Metadata-Version: 2.1
Name: scvalue
Version: 0.0.1
Summary: scValue: value-based subsampling of large-scale single-cell transcriptomic data
Home-page: https://github.com/LHBCB/scvalue
Author: Li Huang
Author-email: hl@ism.cams.cn
License: BSD-3-Clause
Classifier: Programming Language :: Python :: 3
Classifier: License :: OSI Approved :: BSD License
Classifier: Operating System :: OS Independent
Requires-Python: >=3.10
Description-Content-Type: text/markdown
License-File: LICENSE
Requires-Dist: scikit-learn>=1.5.2
Requires-Dist: scipy>=1.14.0
Requires-Dist: numpy>=1.26.4
Requires-Dist: pandas>=1.5.3
Requires-Dist: joblib>=1.4.2

# scValue

## Desciption
`scValue` is a Python package designed for efficient value-based subsampling of large scRNA-seq datasets. It prioritises cells of higher value (indicative of greater utility for cell type identification) over cells of lower value and allocates more representation to cell types with greater value variability in the resulting subsamples, which support effective downstream machine/deep learning tasks. 
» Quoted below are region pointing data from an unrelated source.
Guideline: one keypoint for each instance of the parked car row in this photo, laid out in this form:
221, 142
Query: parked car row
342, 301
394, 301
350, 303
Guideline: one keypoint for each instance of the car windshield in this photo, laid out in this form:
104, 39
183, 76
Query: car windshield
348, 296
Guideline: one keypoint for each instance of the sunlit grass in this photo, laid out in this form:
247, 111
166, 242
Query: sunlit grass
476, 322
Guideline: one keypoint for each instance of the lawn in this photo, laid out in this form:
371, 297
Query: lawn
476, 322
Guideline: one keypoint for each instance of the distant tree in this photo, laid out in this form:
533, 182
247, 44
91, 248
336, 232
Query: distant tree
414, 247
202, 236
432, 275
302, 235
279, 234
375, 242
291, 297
The package has been implemented using `Python` 3.10, `scikit-learn` 1.5.2, `SciPy` 1.14.0, `NumPy` 1.26.4, `pandas` 1.5.3, and `joblib` 1.4.2. Experiments in the paper were conducted using `Scanpy` 1.10.2 and `AnnData` 0.10.8.

## Installation
The package can be installed using pip:
``` python
pip install scvalue
```

## Quick start
Load necessary modules
```python
import pandas as pd
import numpy as np
import scanpy as sc
from scvalue import SCValue
```
### Read and preprocess input scRNA-seq data 
The example dataset of 89,429 mouse T cells (mTC) can be downloaded from https://datasets.cellxgene.cziscience.com/6c253303-8255-4004-8464-5e90dd5846cb.h5ad in the h5ad format. It has already been log-normalised. Here, we perform principal component analysis (PCA) on the top 3,000 highly variable genes (HVGs), as scValue accepts principal components (PCs) as the default features (`n_comps=50`).
```{python}
adata = sc.read_h5ad('mTC.h5ad')
sc.pp.highly_variable_genes(adata, n_top_genes=3000)
sc.pp.pca(adata, n_comps=50, use_highly_variable=True)
```

### Subsample by scValue
Subsample 10% cells of mTC and return a new AnnData containing the subsample. Alternatively, `sketch_size` can be specified as an integer, representing the exact number of cells to be subsampled. Users can also specify:
- the type of features `use_rep` (default "X_pca")
- `cell_type_key` (default "cell_type") in the original anndata
- the number of trees, `n_trees`, in the random forest (default 100)
- the subsampling `strategy`, one of the three options, listed in an increasing order of cell type separation: 
    - full binning, "FB" (default)
    - mean-threshold binning, "MTB"
    - top-pick, "TP"

Instead of value-weighted subsampling, proportional subsampling, `prop_sampling`, can be carried out if the original cell types are highly balanced or if users wish to maintain the original cell type proportions. In addition, the data value of individual cells can be saved to disk for future reference by setting `write_dv=True`. Lastly, a random `seed` (default 42) can be specified for random forest fitting. 
```{python}
# create an instance of the SCValue class
scv = SCValue(adata=adata, 
              sketch_size=0.1, 
              use_rep="X_pca",
              cell_type_key="cell_type", 
              n_trees=100,
              strategy="FB", 
              prop_sampling=False,
              write_dv=False,
              seed=42)
scv.value() # perform value computation and value-based subsampling
adata_sub = scv.adata_sub
```

`adata_sub` can be plotted using `plot_umap` in `reproducibility/eval_time_hd_gini.py` to reproduce the demo (Section 3.1) in the paper. All datasets used in the paper are publicly available, as detailed in Supplementary Section S1.

## Reference
Li Huang & Dongsheng Chen, scValue: value-based subsampling of large-scale single-cell transcriptomic data. 2024.